Failure of nontreponemal test titers to decline fourfold within 6 months after therapy for primary or secondary syphilis is indicative of probable treatment failure. Persons for whom titers remain serofast should be reevaluated for HIV infection. Optimal management of such patients is unclear. At a minimum, these patients should have additional clinical and serologic follow-up. HIV-infected patients should be evaluated more frequently (i.e., at 3-month intervals instead of 6-month intervals). If additional follow-up cannot be ensured, re-treatment is recommended. Because treatment failure may be the result of unrecognized CNS infection, some specialists recommend CSF examination in such situations.

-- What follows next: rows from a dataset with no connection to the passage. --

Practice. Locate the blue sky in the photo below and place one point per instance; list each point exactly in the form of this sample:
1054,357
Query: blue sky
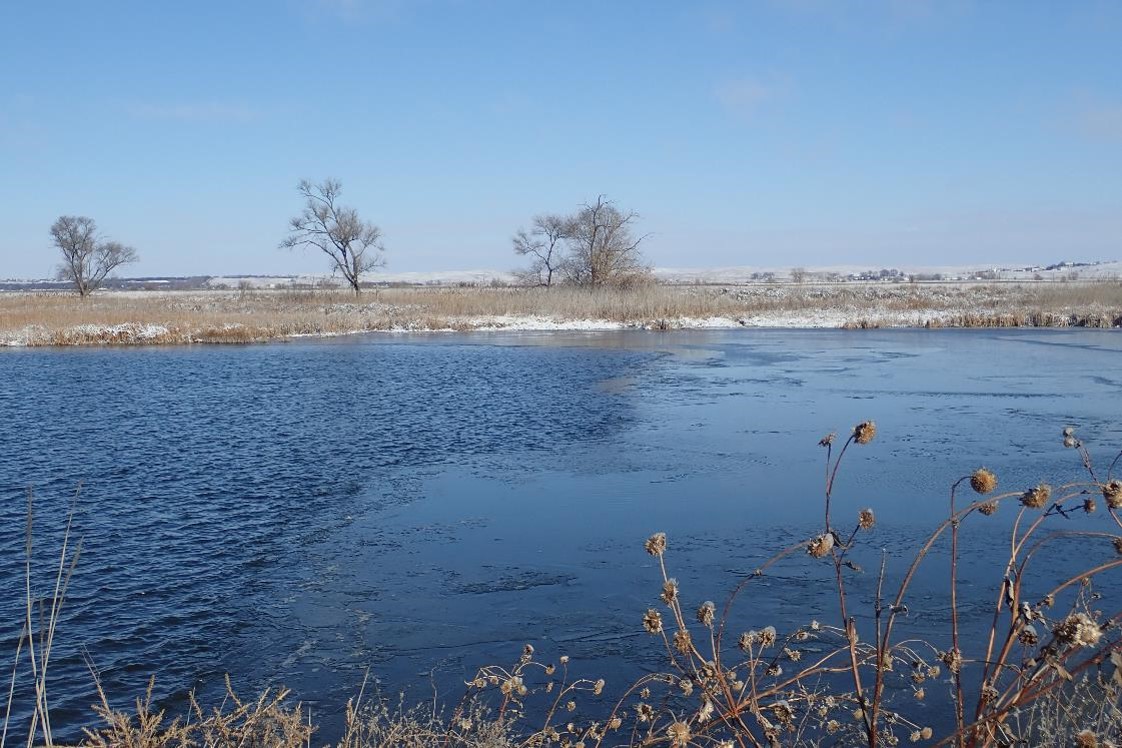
773,132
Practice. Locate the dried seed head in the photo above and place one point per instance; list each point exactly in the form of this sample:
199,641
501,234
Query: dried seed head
783,712
983,481
679,733
1037,498
953,659
864,432
669,591
1112,492
682,642
1086,739
1078,629
820,545
707,612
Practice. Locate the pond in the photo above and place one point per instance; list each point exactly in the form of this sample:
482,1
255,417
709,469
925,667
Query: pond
416,506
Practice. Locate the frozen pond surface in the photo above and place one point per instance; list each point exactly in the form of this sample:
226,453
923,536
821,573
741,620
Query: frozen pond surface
423,505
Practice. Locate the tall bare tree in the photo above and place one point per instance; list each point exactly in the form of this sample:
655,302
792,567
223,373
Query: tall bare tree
353,245
604,249
86,258
544,242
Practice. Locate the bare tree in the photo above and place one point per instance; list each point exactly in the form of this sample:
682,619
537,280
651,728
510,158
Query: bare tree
86,258
353,246
544,242
604,249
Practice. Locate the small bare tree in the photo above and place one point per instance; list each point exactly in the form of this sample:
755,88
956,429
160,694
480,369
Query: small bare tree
353,246
604,249
86,258
544,242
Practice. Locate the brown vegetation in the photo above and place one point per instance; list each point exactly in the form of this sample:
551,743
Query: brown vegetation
242,316
1048,671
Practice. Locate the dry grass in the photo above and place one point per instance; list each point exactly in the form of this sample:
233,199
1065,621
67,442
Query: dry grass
241,316
1048,671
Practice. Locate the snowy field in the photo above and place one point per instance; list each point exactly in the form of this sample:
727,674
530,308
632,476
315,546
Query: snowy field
250,310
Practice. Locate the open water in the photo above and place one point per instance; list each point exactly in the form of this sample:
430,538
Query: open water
421,505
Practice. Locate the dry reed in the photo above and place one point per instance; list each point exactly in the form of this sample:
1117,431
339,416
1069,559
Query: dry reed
242,316
1048,670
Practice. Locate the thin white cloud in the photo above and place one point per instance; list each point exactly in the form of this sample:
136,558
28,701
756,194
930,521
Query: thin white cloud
198,111
747,98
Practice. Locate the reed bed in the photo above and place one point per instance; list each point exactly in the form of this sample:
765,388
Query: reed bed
1046,670
244,316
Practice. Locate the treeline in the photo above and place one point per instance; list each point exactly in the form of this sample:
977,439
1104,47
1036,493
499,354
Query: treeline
595,246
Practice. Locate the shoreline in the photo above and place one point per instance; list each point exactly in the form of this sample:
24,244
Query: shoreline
36,320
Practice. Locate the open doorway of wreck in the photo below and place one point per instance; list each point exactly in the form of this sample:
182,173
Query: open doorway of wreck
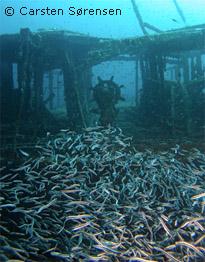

When patients are re-treated, most STD specialists recommend administering weekly injections of benzathine penicillin G 2.4 million units IM for 3 weeks, unless CSF examination indicates that neurosyphilis is present. In rare instances, serologic titers do not decline despite a negative CSF examination and a repeated course of therapy. Additional therapy or repeated CSF examinations are not warranted in these circumstances.

Management of Sex Partners

See General Principles, Management of Sex Partners.

Special Considerations

Penicillin Allergy. Data to support the use of alternatives to penicillin in the treatment of early syphilis are limited. However, several therapies might be considered effective in nonpregnant, penicillin-allergic patients who have primary or secondary syphilis. Doxycycline (100 mg orally twice daily for 14 days) and tetracycline (500 mg four times daily for 14 days) are regimens that have been used for many years. Compliance is likely to be better with doxycycline than tetracycline, because tetracycline can cause gastrointestinal side effects. Although limited clinical studies, along with biologic and pharmacologic evidence, suggest that ceftriaxone is effective for treating early syphilis, the optimal dose and duration of ceftriaxone therapy have not been defined. However, some specialists recommend 1 gram daily either IM or IV for 8--10 days. Preliminary data suggest that azithromycin may be effective as a single oral dose of 2 grams. Because the efficacy of these therapies is not well documented, close follow-up of persons receiving these therapies is essential. The use of any of these therapies in HIV-infected persons has not been studied; the use of doxycycline, ceftriaxone, and azithromycin among such persons must be undertaken with caution.

Patients with penicillin allergy whose compliance with therapy or follow-up cannot be ensured should be desensitized and treated with benzathine penicillin. Skin testing for penicillin allergy may be useful in some circumstances in which the reagents and expertise are available to perform the test adequately (see Management of Patients Who Have a History of Penicillin Allergy).

Pregnancy. Pregnant patients who are allergic to penicillin should be desensitized and treated with penicillin (see Management of Patients Who Have a History of Penicillin Allergy and Syphilis During Pregnancy).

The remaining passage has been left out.